I proprietari della Shtime non hanno agito sulla legittima difesa, possono essere accusati di omicidio

La rapina prevista non è andata via come i due rapinatori avevano immaginato nell'ingresso. Di conseguenza, uno di loro è stato picchiato a morte dai familiari, mentre l'altro ha lasciato la scena. Secondo la descrizione della Polizia e del Procuratore, nel tentativo di rapinatori di fuggire dalla scena, il [...]
La rapina prevista non è andata via come i due rapinatori avevano immaginato nell'ingresso.
Di conseguenza, uno di loro è stato picchiato a morte dai familiari, mentre l'altro ha lasciato la scena.
Secondo la descrizione della Polizia e dei Procuratori, durante il tentativo di rapinatori di fuggire dalla scena, il domestico e suo fratello sono stati cacciati dai sospetti, da dove sono riusciti a fermare uno di loro, e poi ha causato loro lesioni mortali dal disco rigido.
Ai due fratelli, il Procuratore costituzionale di Ferizaj ha richiesto la misura di detenzione.
E nelle circostanze dell'incidente, l'accusa potrebbe accusare i due proprietari di gravi omicidi.
E' quello che dice il nostro avvocato, Asdren Hoxha.
Egli spiega che una cosa del genere può essere fatta perché nel caso della questione, non c'è bisogno di protezione.
Credo che l'accusa abbia il diritto di cacciare seri omicidi. Non si tratta di una protezione necessaria o di un'estrema necessità
Secondo lui, al momento critico, l'attacco ha cessato di esistere e che l'omicidio non può essere descritto come commesso in auto-difesa.

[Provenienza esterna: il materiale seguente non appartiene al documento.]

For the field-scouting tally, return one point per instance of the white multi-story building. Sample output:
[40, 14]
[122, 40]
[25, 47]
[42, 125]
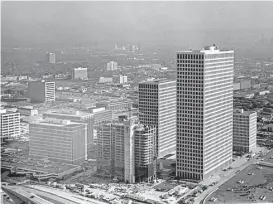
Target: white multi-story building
[10, 124]
[60, 140]
[157, 107]
[204, 111]
[122, 79]
[244, 130]
[41, 91]
[79, 73]
[50, 58]
[111, 66]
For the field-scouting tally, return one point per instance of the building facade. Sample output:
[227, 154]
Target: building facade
[59, 140]
[79, 73]
[244, 130]
[157, 107]
[204, 111]
[41, 91]
[10, 124]
[112, 66]
[126, 151]
[75, 116]
[50, 58]
[123, 79]
[145, 153]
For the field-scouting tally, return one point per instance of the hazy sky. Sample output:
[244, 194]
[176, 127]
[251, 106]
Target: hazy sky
[79, 22]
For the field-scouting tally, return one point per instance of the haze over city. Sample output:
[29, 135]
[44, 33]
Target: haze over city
[136, 102]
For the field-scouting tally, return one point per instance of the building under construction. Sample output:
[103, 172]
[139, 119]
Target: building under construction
[126, 150]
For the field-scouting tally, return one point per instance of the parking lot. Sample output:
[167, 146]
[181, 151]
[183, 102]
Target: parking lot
[253, 184]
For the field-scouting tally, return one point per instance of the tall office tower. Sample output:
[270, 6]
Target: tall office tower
[157, 107]
[50, 58]
[60, 140]
[115, 147]
[10, 124]
[204, 111]
[41, 91]
[79, 73]
[145, 153]
[111, 66]
[126, 150]
[244, 130]
[75, 116]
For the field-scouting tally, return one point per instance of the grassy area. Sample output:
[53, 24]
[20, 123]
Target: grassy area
[256, 183]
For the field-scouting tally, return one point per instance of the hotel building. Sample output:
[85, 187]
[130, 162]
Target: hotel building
[157, 107]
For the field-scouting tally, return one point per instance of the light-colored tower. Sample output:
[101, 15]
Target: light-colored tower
[10, 124]
[244, 130]
[204, 111]
[41, 91]
[157, 107]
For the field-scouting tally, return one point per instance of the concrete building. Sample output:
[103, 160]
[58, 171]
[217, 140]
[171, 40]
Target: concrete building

“Sulmi ha cessato di esistere, quindi in questo caso non c'è autodifesa. C'è stato un nuovo momento, nel momento in cui attaccano i feriti e lo privano della sua vita, spiega l'avvocato Hoxha.
Secondo l'accusa dell'accusa, i proprietari della casa dove il furto era stato preso di mira avevano inseguito la vittima per 300 metri.
Nel coordinamento hanno condotto il lavoro penale “murder” dell'articolo 172 relativo all'articolo 32 del codice penale della Repubblica del Kosovo.